First, grow your lettuce and herbs. I plant a little lettuce every two weeks throughout the spring, and make sure that the last few plantings are in light shade. I haven’t yet been able to pick any lettuce in July or August, but it always does well through early June. This year I did best with romaines, including a beautiful maroon one called “Marshall” which I got from Territorial Seeds. It’s disease-resistant and was the last lettuce in my garden to bolt. Of course, you can buy the lettuce if you need to. For the herbs, you need a few sprigs each of cilantro, Thai basil, lemon basil, and rau ram. If you don’t grow herbs yourself, you may be limited to Thai basil and cilantro, but the salad will still be very good.
Next, catch your beef. I’m a firm believer in grass-fed beef. It may be better for us, and beyond question it’s better for the cows. For more discussion of grass-fed and sustainable meats and more sourcesd, see my website. I buy big sirloin steaks from our local Fishhuggers at the Corrales Farmers Market on Sunday morning. A single steak will always provide the two of us with three meals, often four, and sometimes five. Grill it plainly for the first meal, and you can take it in a lot of directions after that. It has a wonderful beefy flavor, and you don’t need much to have a flavor impact, so cold grass-fed steak in your refrigerator is a meal waiting to happen.
Click here for the recipe!
You will need:
About 4 ounces of cold medium-rare steak, sliced very thinly against the grain.
Enough lettuce for two large salads. I use one medium head of romaine.
1 under-ripe mango, peeled and cut in thin slices
a few sprigs each of cilantro, Thai basil, rau ram, and lemon basil, washed and the leaves picked off
2 tablespoons Thai or Viet fish sauce
Juice of one large lime or 4 Key limes
1 tablespoon sambal oelek
1 teaspoon rice vinegar
1 tablespoon palm sugar or white sugar
2-3 tablespoons of crushed roasted peanuts
Mix the fish sauce, lime juice, palm or white sugar, rice vinegar, and sambal oelek to make the dressing.

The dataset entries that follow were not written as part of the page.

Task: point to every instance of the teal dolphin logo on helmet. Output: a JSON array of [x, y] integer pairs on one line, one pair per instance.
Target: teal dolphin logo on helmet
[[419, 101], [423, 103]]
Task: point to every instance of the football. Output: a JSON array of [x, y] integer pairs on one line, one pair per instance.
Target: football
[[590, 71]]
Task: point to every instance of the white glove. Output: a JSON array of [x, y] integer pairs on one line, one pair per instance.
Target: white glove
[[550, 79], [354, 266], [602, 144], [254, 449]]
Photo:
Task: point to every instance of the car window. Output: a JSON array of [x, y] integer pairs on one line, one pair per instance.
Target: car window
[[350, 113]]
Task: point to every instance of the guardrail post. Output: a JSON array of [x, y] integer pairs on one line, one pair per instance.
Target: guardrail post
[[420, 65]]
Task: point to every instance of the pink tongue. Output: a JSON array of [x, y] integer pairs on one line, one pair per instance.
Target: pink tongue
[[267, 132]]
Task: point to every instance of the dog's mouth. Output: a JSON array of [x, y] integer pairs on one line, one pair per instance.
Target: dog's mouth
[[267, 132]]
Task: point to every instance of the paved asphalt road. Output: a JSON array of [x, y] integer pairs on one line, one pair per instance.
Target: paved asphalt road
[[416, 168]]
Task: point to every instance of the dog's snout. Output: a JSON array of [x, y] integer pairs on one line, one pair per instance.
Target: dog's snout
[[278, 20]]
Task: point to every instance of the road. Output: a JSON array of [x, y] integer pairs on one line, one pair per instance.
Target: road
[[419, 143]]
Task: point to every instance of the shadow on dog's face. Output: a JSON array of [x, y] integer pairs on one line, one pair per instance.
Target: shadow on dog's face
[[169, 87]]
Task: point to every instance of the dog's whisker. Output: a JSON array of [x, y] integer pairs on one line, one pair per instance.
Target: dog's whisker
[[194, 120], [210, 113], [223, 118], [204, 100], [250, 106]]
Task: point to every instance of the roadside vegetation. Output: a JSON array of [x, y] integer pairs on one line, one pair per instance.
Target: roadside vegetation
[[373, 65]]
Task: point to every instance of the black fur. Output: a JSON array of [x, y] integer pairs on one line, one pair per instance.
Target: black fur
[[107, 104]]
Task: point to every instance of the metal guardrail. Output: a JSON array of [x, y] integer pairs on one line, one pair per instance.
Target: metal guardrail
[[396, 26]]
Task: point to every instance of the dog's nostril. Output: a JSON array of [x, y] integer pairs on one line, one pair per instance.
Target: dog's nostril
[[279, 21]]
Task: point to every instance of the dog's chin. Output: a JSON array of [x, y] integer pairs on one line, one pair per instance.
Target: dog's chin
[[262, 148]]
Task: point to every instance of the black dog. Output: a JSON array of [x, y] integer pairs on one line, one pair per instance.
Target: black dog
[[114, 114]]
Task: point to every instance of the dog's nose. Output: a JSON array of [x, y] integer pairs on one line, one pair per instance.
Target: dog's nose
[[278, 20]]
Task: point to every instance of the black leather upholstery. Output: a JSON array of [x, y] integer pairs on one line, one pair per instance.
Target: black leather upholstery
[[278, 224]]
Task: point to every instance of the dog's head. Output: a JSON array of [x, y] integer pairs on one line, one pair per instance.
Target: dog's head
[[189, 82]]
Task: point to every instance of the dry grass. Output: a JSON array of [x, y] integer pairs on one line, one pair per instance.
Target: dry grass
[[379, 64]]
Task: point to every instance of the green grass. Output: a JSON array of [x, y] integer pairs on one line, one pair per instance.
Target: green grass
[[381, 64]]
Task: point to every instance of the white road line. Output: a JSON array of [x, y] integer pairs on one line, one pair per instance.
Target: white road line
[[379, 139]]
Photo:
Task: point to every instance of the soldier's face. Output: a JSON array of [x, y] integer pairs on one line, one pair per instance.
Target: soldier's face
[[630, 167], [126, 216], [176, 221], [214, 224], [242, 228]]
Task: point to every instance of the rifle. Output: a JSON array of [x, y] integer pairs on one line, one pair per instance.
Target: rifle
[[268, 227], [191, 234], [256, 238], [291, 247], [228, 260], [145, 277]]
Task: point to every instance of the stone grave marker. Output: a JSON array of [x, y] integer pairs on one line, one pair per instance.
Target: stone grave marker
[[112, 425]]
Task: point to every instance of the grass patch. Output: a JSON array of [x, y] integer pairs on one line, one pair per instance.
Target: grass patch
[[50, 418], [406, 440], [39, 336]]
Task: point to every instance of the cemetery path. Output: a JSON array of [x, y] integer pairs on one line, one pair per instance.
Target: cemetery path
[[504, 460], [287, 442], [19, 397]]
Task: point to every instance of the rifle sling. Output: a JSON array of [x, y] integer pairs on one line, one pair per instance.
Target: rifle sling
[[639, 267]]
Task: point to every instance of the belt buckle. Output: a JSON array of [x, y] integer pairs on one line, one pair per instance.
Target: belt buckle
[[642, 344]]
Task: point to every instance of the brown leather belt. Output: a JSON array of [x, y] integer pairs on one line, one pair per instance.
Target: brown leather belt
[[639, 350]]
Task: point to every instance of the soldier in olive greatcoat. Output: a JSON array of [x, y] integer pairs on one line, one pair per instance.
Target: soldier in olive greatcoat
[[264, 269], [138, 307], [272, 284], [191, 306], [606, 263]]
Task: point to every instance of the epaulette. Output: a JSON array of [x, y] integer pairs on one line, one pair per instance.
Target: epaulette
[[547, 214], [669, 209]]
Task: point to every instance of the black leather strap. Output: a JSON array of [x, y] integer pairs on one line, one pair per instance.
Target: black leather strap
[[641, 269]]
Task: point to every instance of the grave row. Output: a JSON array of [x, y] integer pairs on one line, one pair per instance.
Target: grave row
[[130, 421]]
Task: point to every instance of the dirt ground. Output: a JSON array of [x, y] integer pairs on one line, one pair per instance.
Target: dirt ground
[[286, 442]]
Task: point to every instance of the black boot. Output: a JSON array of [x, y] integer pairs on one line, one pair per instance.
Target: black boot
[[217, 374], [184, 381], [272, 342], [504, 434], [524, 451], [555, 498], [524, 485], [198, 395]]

The small amount of rice vinegar lifts and brightens the flavor of the lime juice, a tip I learned from Andrea Nguyen’s admirable book Into the Vietnamese Kitchen. Stir well to dissolve the sugar and taste for balance, adding a little water as needed if the flavors are too strong. Arrange the lettuce in two salad bowls. Tear the herb leaves into small chunks (don’t cut) and sprinkle them over the lettuce. Arrange the mango slices around the periphery of each bowl. Carefully pour about 2 tablespoons of dressing over each salad. Arrange the beef slices on top, drizzle with a little more dressing, put half a small lime in the center of each salad, sprinkle with crushed roasted peanuts, and serve with the remaining dressing on the side.
A note on the mango: green mangos are traditional salad ingredients and have a sharp, green astringent flavor. Ta Lin in Albuquerque often has them. I love them, but in this salad I prefer Alfonso mangos that are under-ripe but no longer green. Their aromatic and floral notes are enjoyable with the beef.